Unnatural has been one of the most pleasant surprises of the year.
Mirka Andolfo’s Unnatural has been one of the most pleasant surprises of the year. At a glance the release from Image Comics looks like little more than anthropomorphic erotica. In actuality, the book is a deep tale of self worth, love, and friendship. Once the story starts touching on government involvement in personal lives and technology, it becomes apparent that Andolfo’s tale is more than just a dirty comic starring a talking pig.
Andolfo’s coloring in issue four (along with being the writer, Andolfo is the artist and colorist) may be the best work of the entire run to date. It’s not just that the work here is better; the first issue was bright and bubbly and drew readers into the world of Unnatural. The second issue showed that Andolfo was not just going to rely on bright colors to grab attention. In that issue, colors were less bold during the more somber moments. The last issue used pink and red during the more romantic moments and grey and green when the situation began to worsen.

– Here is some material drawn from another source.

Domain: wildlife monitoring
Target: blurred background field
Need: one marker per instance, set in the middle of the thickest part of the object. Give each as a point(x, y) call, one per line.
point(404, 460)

The fourth issue continues the theme of using color to demonstrate emotion in beautiful fashion. Leslie’s entire life seems to have taken a turn for the worse and the entire issue is colored in a way that accentuates her mood. The issue begins with a flashback that is in the now familiar drab palette. However, when the story switches to the present, the change in the color tone is so different it is hardly noticeable. The confusion the reader feels mirrors the confusion in Leslie’s life. It also takes those that have been following the story out of their comfort zone by not following a familiar pattern. Most importantly, it sets the tone for the comic.

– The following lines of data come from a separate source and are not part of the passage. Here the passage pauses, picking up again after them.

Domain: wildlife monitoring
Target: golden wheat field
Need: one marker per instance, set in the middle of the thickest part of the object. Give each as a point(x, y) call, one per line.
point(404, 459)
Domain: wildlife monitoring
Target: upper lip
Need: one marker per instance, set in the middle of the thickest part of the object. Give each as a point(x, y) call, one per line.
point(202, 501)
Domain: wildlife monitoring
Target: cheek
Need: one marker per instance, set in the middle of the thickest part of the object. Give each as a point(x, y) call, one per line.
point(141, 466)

The issue may not be as bright as previous issues, but there are still moments that stand out. Leslie’s purple and yellow pajamas contrast all the grey. It’s almost as if she is a symbol of hope in a world that is getting increasingly darker. There are also some violent scenes in which the pages are covered in a bright red blood.
Andolfo’s art is as expressive and stunning as it has been in earlier issues. The difference here is the happy-go-lucky blue haired pig readers were introduced to seems to be gone. Leslie conveys anguish, sadness, anger and confusion during the issue. However, the moment that stands out most is when Leslie is about to go to bed and has a look of resigned contentment. It’s a touching moment that highlights the friendship between Leslie and Derek and is capture perfectly by Andolfo.
Issue #4 of Unnatural is the end of the first story arc in the miniseries. As has been the case in the entire series, Andolfo does a great job of displaying the friendship between Leslie, Derek, and Trish. The conversations between Derek and Leslie are especially touching. However, the rest of the story seems a little rushed. The plot has consistently moved forward since the first issue, but it also seemed to be doing so at its own pace. This issue seemed to pack too much into it. Surprisingly, this includes the opening between Leslie and Trish, though that may be expanded on has the story continues to unfold.
The first third of Unnatural has been a resounding success. The story exceeds expectations with its topical story and likable characters. The art has been absolutely stunning as Andolfo knows exactly how to draw her characters to illicit maximum emotion from readers. The opening story arc of Unnatural has laid the groundwork for what looks to be an exciting story.